In the current work, the application of modeling methods (RSM and ANN) was presented during the hard turning of X210Cr12 steel having hardness of 56 HRC, using a mixed ceramic (CC6050). Mathematical models for prediction of roughness (Ra), wear (VB) and force tangential (Fz) as function of the machining conditions were studied. The use of approach of the desirability function (DF) allows to determine the optimal cutting conditions. The conclusions of this research can be drawn from the following:

  1. 1.

    The ANOVA confirmed that the cutting speed (Vc) is the dominant factor affecting the wear (VB), followed by feed rate (f) and cutting time (t) with contributions of 39.96, 35.36 and 13.51%, respectively.

  2. 2.

    The ANOVA shows that the feed rate (f) has a greater influence on the roughness (Ra) with a cont.% equal to 31.91%, followed by cutting time (t) (23.95%) and lastly by the cutting speed (Vc) (10.13%).

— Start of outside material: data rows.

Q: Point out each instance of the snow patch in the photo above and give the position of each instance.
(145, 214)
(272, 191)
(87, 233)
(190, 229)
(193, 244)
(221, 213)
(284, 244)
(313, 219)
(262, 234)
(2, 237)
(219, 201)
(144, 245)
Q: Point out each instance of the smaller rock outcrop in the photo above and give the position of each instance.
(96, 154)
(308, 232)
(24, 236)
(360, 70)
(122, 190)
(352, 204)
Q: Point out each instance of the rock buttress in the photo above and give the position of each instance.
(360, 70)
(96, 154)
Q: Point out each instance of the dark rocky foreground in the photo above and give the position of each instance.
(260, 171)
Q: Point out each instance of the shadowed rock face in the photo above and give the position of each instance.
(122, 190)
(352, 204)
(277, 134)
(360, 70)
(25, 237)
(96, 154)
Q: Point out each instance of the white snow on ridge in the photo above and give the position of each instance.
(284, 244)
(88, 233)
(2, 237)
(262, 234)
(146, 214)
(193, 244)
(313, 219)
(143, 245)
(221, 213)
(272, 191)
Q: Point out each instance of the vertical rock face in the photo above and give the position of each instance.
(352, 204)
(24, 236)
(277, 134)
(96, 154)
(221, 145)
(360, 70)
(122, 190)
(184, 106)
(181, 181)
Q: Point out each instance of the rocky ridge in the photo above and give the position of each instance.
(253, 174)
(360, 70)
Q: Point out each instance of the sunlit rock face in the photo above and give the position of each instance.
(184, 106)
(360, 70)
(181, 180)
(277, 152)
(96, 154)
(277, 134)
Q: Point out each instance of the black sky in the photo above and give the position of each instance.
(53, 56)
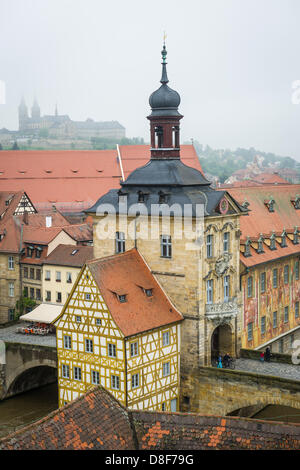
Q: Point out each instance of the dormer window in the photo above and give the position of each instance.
(159, 136)
(162, 197)
(296, 236)
(122, 197)
(260, 248)
(270, 205)
(141, 196)
(283, 239)
(296, 202)
(273, 242)
(29, 251)
(148, 292)
(247, 248)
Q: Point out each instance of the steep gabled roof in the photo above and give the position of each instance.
(70, 255)
(260, 219)
(74, 179)
(128, 274)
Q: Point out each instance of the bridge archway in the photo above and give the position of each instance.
(32, 377)
(222, 341)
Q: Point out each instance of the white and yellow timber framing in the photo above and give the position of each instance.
(152, 390)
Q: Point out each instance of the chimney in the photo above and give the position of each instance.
(48, 221)
(25, 218)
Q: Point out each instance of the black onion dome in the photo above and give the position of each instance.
(164, 101)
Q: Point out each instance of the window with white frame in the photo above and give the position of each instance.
(166, 246)
(209, 246)
(77, 373)
(226, 239)
(275, 277)
(250, 331)
(166, 338)
(134, 349)
(166, 369)
(120, 242)
(275, 319)
(250, 286)
(209, 291)
(115, 382)
(11, 262)
(65, 371)
(263, 282)
(297, 270)
(226, 288)
(286, 274)
(135, 380)
(263, 325)
(95, 377)
(67, 342)
(286, 314)
(88, 345)
(11, 289)
(112, 350)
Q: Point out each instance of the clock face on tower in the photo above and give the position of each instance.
(223, 206)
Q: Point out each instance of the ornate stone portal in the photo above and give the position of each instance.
(222, 264)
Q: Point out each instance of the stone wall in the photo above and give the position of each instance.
(215, 391)
(6, 276)
(27, 366)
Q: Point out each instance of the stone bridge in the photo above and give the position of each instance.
(208, 390)
(25, 366)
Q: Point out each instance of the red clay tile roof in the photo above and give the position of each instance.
(62, 255)
(42, 235)
(74, 179)
(269, 255)
(80, 232)
(270, 178)
(39, 219)
(260, 220)
(97, 421)
(128, 274)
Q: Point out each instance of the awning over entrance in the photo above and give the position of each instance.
(43, 313)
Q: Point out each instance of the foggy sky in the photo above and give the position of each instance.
(232, 61)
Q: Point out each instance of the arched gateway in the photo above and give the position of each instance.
(222, 342)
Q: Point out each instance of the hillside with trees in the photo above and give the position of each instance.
(224, 162)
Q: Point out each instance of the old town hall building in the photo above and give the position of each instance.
(197, 267)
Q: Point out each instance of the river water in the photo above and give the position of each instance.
(31, 406)
(27, 407)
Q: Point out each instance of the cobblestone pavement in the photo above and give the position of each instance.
(287, 371)
(9, 334)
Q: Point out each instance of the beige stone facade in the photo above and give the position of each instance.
(184, 278)
(9, 285)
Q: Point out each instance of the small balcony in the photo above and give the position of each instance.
(223, 310)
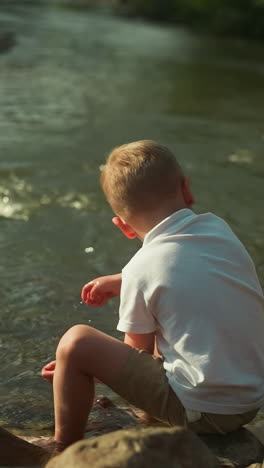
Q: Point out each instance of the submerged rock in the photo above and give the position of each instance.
(7, 41)
(17, 452)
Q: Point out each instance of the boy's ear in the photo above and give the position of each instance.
(124, 228)
(186, 192)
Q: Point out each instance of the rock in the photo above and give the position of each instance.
(257, 428)
(17, 452)
(7, 41)
(236, 449)
(138, 448)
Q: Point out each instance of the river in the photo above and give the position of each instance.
(76, 84)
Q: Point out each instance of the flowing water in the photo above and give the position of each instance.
(75, 84)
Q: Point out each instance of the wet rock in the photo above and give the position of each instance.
(7, 41)
(138, 448)
(236, 449)
(17, 452)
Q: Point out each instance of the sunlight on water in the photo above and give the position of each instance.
(75, 85)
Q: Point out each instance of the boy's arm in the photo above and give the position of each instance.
(144, 341)
(97, 292)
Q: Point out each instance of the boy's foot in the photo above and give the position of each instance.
(52, 447)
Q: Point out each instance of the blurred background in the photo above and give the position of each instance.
(77, 79)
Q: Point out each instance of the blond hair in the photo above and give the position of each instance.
(139, 176)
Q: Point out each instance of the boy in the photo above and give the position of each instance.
(191, 290)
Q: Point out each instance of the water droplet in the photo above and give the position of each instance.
(89, 250)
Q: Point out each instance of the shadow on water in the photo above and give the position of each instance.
(74, 85)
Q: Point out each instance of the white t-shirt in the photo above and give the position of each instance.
(194, 284)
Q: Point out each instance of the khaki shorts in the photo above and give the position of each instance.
(143, 383)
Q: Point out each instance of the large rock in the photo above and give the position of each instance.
(138, 448)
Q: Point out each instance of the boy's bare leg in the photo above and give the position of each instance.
(83, 353)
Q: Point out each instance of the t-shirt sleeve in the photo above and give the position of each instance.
(134, 313)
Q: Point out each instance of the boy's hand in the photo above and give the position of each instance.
(97, 292)
(47, 372)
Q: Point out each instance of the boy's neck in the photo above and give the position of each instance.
(142, 224)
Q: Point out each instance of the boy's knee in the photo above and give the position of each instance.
(70, 343)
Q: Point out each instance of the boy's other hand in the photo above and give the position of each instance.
(47, 372)
(100, 290)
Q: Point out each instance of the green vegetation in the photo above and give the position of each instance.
(230, 17)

The term (Vc2) has also an influence with 19.84% of contribution.

  3. 3.

    The ANOVA also shows that the tangential force is influenced principally by the cutting time (t) and feed rate (f) with contributions of 75.74 and 22.65%, respectively.

  4. 4.

    The machining of hardened steel X210Cr12 (56 HRC) by coated mixed ceramic tools presents an economic alternative compared with grinding and CBN tools, since it allows obtaining roughness (Ra) less than 0.4 μm.

  5. 5.

    The mathematical models obtained present good agreements with the experimental data. These models should represent an important industrial interest for the mechanical manufacturers, since allowing making predictions, which presents a significant gain in time and materials.

  6. 6.

    The comparative study of the experimental results and those estimated by the ANN and RSM models clearly shows that the models resulting from the ANN method give excellent results compared with the models resulting from the RSM.

  7. 7.

    The model of VB obtained by RSM provides a correlation coefficient (R2) of 0.9686, an RMSE of 0.002269 and an MPE of 7.35477%, whereas the ANN gives a correlation coefficient of 0.99999, an RMSE of 0.0034197 and an MPE of  ≈ 0%.

  8. 8.

    The model of Ra obtained by RSM provides a coefficient of determination (R2) of 0.9310, an RMSE value of 0.012461 and an MPE of 8.00978%. The values of these parameters obtained by the model constructed by the ANN are, respectively, 1, 3.9613 e−7 and ≈ 0%.

  9. 9.

    The model for prediction of the tangential force (Fz) obtained by RSM provides a coefficient of determination (R2) of 0.9918, an RMSE value of 0.587701 and an MPE of 2.985725%. The values of these parameters obtained by the model constructed by the ANN are, respectively, 1, 7.613 e−7 and ≈ 0%.

  10. 10.

    The multi-objective optimization of the technological parameters (VB, Ra and Fz) using the desirability function allowed us to find an optimal regime, which are (Vc) = 80 mm/min, (f) = 0.08 mm/rev and (t) = 4 min. This optimal regime corresponds to the following technological parameters: (VB) = 0.019 mm, (Ra) = 0.242 μm and (Fz) = 41.55 N with desirability equal to 0.998.